Con el inicio de su vida humana, Cristo ha coronado a los niños con una gloria nueva, y a través de sus primeros días en el vientre, consagró el inicio de la vida de los más pequeños, para mostrarnos que no hay hombre incapaz del Gran Misterio Divino. Jesús embrión, por el solo hecho de ser quien es, proclama por adelantado lo que enseñará después: “a menos que se hagan como niños, no entrarán en el Reino de los Cielos.” Dios tomó el “camino pequeño” al hacerse Hombre. Sin despojarse de su grandeza divina, tomó vida humana desde su forma más pequeña: un cigoto, concebido por el Espíritu Santo. Jesús es la realización de su parábola del grano de mostaza. El Verbo del Padre es sembrado por el Espíritu Santo como un diminuto grano de humanidad en el campo virgen de María, y luego, al haber alcanzado la madurez humana, habiendo predicado, sanado, sufrido y muerto, se convierte en la Resurrección. Él es el grano de mostaza que estaba destinado a dar vida a la humanidad entera. Pudo haber asumido la naturaleza humana en su forma adulta para llevar a cabo su misión, pero eligió no hacerlo. Tomó el camino más bajo, el camino lento del crecimiento humano desde la concepción, santificando cada etapa.
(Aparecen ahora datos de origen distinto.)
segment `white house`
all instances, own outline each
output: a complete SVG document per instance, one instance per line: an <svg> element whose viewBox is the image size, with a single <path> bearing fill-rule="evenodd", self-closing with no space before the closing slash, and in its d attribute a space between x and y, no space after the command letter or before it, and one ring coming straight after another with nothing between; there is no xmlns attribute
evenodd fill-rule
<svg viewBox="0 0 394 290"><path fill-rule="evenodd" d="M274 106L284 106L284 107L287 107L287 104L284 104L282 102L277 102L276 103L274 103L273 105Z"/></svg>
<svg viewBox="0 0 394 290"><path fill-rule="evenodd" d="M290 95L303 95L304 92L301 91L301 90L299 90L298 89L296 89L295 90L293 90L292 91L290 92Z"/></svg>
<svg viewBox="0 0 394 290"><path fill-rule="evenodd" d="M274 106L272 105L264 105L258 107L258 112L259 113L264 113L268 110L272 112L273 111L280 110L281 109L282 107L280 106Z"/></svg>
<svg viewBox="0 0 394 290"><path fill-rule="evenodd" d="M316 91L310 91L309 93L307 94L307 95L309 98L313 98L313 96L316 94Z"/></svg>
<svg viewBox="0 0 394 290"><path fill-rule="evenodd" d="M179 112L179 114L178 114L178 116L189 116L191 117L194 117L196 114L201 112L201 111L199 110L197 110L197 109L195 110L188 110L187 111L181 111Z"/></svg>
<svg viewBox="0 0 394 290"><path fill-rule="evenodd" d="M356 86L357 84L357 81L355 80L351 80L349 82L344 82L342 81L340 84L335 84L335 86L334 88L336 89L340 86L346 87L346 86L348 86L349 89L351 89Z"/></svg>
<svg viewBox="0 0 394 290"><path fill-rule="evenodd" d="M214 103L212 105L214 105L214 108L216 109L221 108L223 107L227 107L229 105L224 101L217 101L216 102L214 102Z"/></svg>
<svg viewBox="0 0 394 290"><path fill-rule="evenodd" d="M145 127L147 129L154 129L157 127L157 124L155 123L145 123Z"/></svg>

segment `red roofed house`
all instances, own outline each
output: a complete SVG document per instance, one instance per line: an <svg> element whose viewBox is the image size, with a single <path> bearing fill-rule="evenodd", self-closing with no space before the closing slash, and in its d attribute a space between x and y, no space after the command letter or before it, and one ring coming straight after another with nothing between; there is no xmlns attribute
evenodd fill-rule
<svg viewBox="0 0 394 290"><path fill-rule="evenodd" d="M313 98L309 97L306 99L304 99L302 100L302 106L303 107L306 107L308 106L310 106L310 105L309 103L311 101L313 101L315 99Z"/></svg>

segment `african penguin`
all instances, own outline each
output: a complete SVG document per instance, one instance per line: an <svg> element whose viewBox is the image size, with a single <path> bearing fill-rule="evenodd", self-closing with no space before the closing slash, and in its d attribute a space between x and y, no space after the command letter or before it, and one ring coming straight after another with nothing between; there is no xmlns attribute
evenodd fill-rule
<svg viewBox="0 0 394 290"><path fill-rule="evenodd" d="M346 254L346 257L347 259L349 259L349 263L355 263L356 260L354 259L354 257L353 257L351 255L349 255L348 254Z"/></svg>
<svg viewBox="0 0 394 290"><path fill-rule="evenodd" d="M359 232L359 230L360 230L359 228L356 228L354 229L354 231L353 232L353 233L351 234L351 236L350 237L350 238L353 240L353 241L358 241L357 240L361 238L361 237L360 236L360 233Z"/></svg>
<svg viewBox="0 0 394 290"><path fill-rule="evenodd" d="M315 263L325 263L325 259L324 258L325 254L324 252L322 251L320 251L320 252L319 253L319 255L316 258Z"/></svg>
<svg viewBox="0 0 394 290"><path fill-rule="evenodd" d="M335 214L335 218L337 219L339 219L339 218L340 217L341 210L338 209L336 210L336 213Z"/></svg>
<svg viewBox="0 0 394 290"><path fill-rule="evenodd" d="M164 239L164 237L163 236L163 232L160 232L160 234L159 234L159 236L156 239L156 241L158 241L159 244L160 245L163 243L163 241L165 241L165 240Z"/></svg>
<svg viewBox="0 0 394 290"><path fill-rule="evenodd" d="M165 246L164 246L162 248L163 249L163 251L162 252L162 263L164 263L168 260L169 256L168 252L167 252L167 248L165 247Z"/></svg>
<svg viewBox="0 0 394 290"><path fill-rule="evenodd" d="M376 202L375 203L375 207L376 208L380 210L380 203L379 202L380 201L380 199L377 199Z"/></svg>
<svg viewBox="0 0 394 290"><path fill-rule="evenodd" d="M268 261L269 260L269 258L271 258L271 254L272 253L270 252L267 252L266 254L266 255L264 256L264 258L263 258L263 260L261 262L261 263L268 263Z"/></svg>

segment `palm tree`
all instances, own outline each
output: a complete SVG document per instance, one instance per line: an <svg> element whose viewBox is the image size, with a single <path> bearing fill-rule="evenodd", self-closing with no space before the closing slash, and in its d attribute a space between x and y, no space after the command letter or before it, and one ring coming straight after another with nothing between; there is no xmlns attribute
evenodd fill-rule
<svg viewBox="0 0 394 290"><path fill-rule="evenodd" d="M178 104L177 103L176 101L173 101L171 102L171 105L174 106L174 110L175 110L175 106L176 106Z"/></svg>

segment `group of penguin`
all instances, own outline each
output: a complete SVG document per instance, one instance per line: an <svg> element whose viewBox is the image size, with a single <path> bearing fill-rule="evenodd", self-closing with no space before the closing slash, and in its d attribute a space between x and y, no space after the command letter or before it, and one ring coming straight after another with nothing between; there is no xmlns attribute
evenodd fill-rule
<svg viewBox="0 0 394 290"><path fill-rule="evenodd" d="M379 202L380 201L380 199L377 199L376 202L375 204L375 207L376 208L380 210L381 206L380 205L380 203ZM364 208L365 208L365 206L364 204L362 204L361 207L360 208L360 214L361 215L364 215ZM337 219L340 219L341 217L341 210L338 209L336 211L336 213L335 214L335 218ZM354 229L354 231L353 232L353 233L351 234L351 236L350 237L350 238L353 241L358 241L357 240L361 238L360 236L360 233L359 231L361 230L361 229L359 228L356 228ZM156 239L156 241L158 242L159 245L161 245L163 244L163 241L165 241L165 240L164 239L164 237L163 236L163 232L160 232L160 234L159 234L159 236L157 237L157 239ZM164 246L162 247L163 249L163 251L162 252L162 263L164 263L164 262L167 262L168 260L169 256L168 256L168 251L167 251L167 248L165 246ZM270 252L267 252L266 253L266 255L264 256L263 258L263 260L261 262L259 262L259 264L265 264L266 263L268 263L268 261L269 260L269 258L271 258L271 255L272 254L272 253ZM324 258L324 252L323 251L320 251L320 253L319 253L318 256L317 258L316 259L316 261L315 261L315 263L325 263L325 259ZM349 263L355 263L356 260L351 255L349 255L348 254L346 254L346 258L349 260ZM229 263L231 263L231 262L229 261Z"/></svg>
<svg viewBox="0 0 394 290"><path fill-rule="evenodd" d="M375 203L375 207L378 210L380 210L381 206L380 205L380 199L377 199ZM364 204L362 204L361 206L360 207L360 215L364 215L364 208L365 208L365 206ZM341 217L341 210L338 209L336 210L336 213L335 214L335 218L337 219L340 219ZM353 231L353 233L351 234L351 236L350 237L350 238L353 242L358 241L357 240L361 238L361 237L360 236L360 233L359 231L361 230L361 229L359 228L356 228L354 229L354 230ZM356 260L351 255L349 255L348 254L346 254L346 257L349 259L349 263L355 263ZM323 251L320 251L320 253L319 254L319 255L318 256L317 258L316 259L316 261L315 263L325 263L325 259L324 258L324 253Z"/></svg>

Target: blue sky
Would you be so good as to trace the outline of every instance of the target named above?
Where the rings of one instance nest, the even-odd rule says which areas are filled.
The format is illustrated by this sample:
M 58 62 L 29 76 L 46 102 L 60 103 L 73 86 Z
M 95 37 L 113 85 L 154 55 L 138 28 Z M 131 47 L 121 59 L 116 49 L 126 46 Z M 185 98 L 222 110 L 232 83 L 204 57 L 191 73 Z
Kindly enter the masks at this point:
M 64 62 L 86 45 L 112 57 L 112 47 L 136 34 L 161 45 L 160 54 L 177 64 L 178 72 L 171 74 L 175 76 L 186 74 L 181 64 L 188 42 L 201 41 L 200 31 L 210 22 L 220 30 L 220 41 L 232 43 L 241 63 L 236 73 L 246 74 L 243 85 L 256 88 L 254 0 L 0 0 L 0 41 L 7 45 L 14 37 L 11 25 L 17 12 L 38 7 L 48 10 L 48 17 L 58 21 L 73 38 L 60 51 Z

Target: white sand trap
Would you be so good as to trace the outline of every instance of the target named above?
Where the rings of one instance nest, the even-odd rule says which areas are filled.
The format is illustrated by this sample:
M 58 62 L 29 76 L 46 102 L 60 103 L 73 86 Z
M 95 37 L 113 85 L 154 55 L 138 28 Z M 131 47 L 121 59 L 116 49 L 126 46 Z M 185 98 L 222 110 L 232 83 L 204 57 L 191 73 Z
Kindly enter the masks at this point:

La Eucaristía es la continuación de este camino pequeño de la Encarnación. El gran Dios que se hizo Bebé en el vientre de María, se da entero -Cuerpo, Sangre, Alma y Divinidad- en la diminuta forma de la Hostia. Y nos invita a responder con el corazón, como María.

El Hijo, siendo un niño no nacido, en su impotencia silenciosa, puede muy fácilmente y de muchas formas ser desechado, rechazado; Él se acurruca y anida dentro nuestro, buscando seguridad y protección en la carne humana. No viene como un conquistador que se impone, sino como uno que busca refugio. Vive como fugitivo en mí, bajo mi cuidado y mi ternura… y yo estoy llamado a responder por Él ante el Padre.

El grande León de Judá se da a nosotros como el pequeño y diminuto Cordero de Dios. Antes de venir al final de los tiempos con su poder y majestad rodeado de sus ángeles, Cristo glorificado viene a nosotros, como una vez vino al vientre de María, en la forma de la pequeñez y la bajeza: bajo los “accidentes” del pan y el vino en el Santísimo Sacramento. Y viene también, de manera distinta, a través de los más pobres que nos rodean. Él desea el refugio de nuestro amor; anhela nuestra protección.